The real problem is not whether or not safeguards are applied to facilities that Iran fails to keep secret – though of course if such things do come to light, it is nonetheless imperative that they are safeguarded.  Such safeguards problems are merely symptoms.  The underlying problem is the depressingly obvious reason why Iran has kept undertaking secret nuclear work for the last two decades: its nuclear weapons ambitions.  The revelation of work demonstrating the bad faith and deceit of a host government is not a situation that is “cured” simply by establishing a rule that the malefactor can escape accountability by allowing the IAEA to inspect what it was unable to keep hiding.  Such a shallow rule of “cure,” in fact, would actually encourage steps toward nuclear weapons proliferation by making them costless.  This is the lesson that the international community seems so lamentably to be teaching Iran: “If you manage to keep your work secret, you get to reap its benefits without impediment; if you fail to keep it secret, you still get to keep it if you merely declare it to the IAEA.”  We send such messages at our peril.

An “automatic” UNSC approach predicated upon a finding of IAEA safeguards noncompliance that is tied to the violator’s failure to “remedy” those particular safeguards violations may therefore frequently miss the mark entirely, and indeed make itself perhaps even worse than useless by allowing – indeed, encouraging – shallow Iranian-style “cures” and discouraging Security Council engagement on the real issues raised by lawless behavior.  Building a Security Council mechanism around safeguards per se , in other words, risks missing the forest for the trees.  From the perspective of the Security Council’s mandate to protect and preserve international peace and security, curing safeguards problems in themselves is only part of the solution ... and quite a small one at that.

For these various reasons, I think that the only hope that an “automatic” UNSC approach probably has is in being very modest in its ambitions.  I admire Ramberg’s high hopes for automatic muscular enforcement, and his faith in the IAEA, but I think he asks too much.  Pierre Goldschmidt is probably closer to the mark in terms of proposing something feasible – especially to the extent that Goldschmidt can focus more upon IAEA-specific augmentations ( e.g. , additional inspection authorities and mandatory INFCIRC/66 safeguards in a noncompliant country) and he stays clear of things that smack of broad-brush Security Council prerogatives.  Such modest steps, relating closely and pretty much exclusively to the IAEA’s effectiveness in doing the job it has been given within the United Nations system, are perhaps politically saleable to the UNSC.  Asking for more, however, might be to court disappointment.

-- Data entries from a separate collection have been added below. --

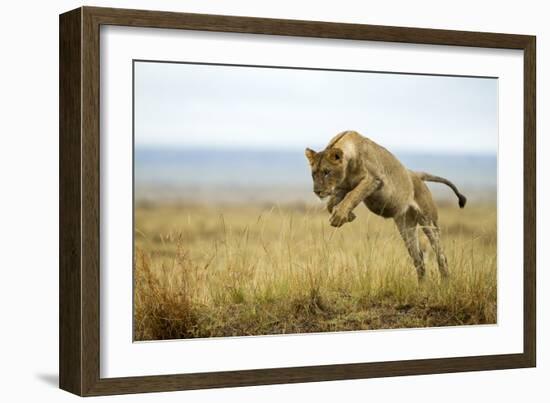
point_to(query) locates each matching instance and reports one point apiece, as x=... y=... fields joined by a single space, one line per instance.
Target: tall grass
x=250 y=270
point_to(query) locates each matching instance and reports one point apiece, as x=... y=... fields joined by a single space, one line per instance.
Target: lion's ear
x=335 y=155
x=310 y=155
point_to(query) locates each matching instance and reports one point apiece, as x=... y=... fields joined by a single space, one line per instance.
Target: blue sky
x=228 y=107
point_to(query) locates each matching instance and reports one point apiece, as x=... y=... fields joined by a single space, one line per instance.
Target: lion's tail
x=432 y=178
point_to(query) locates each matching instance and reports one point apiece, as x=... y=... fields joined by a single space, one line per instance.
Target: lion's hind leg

Since even such modest measures would be an improvement over the status quo , however, I support and encourage Goldschmidt’s effort to promote the idea – and his and Ramberg’s interest in automaticity in general.  That said, I’m not exactly holding my breath for such a Council resolution, either.  The problem that underlies all of this is a general failure of will and policy prioritization by the member states of the international community when it comes to preventing nuclear weapons proliferation.  Without making progress in turning that dynamic around, we will probably see no multilateral progress on any front, “automatic” or otherwise.